20150214. Lines and exposed concrete define the lower entrance to University of Toronto’s brutalist Robarts Library.
20150213. Pipes and handrails follow stairwell contours in Toronto’s TTC Pape Subway station.
20150212. The Shim-Sutcliffe Architects award-winning Sisters of the St. Joseph Residence (East York, Toronto).
This is a hospital / assisted-living centre with impressive green features including integrated solar panels, geothermal heating and cooling, a green roof and permeable pavers in the parking lot to reduce water runoff.
20150211. Below the metal canopy of the Allen Lambert Galleria at Toronto’s Brookfield Place.
20150210. With Global Village Backpackers’ Hostel now closed, what’s next for this 1875 Second Empire building at King and Spadina?
This building was originally the Richardson House. It was built in 1875 but then modified in 1882 and 1890. In 1917 it became the Spadina Hotel where Leonard Cohen and the Rolling Stones played, a Jack Nicholson film was made and Ernest Hemingway stayed. In 1997 it became the Global Village Backpacker’s Hostel. Late last year the owner died and the place was quickly closed up.
20150209. Down the Delta Toronto monochromatic ramp into a colourful parkade.
20150208. New and old contrast vividly in Toronto’s Regent Park during the demolition of its 2nd last modernist tower.
20150207. An unusual aerial view of the CN Tower without its main observation level.
20150206. Toronto’s June Callwood Park sits in a canyon with a sheer condo cliff to the west known as Neptune 2.
20150205. Inside the machine. Atrium on Bay in Toronto.
20150204. Mies van der Rohe’s pavilion at the Toronto Dominion Centre, Toronto II.
20150203. Toronto’s 1933 derelict art deco former incinerator and waste transfer station at 150 Symes in the Stockyards district.
20150202. The curved concrete modernism of Toronto’s TTC Wilson Station waiting area and wind barriers
20150201. University of Toronto’s Tartu College (c.1969) is brutalist but elegant with its thin precast cedar-board-formed concrete exterior walls.
20150131. Viljo Revell’s Toronto City Hall reaches for the sky.
20150130. Downtown Buffalo’s mezmerizing International Style Edward A. Rath County Office Building.
20150129. An old school Leon’s Furniture lights up Toronto’s Danforth Village neighbourhood.

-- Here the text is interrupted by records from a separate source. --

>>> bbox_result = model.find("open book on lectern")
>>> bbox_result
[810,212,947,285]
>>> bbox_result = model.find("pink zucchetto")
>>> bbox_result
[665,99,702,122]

20150128. At 129 metres in height, Toronto’s Leaside Towers in Thorncliffe Park scrape the sky.
20150127. The length of Toronto’s subway stations is made apparent at Warden.
20150126. Toronto’s John Street Roundhouse (c.1929) is home to Toronto Railway Museum, SteamWhistle Brewing and Leons Furniture.
To learn more about the history of the John Street Roundhouse, come to a talk this Saturday: http://ow.ly/HZuho
20150125. A view of many rooms in the 4th Dickinson modernist high-rise demolition in Toronto’s Regent Park.
20150124. Toronto’s new PATH bridge looms above Lower Simcoe St but is dwarfed beneath the CN Tower.
20150123. Pre-cast canadiana concrete close-up under blue sky. Minimal Aesthetic 48.
20150122. Goodbye Guvernment. This complex in Toronto will meet the wrecking ball next week.
The Guvernment will give way to the Daniels Corporation for a commercial/residential community.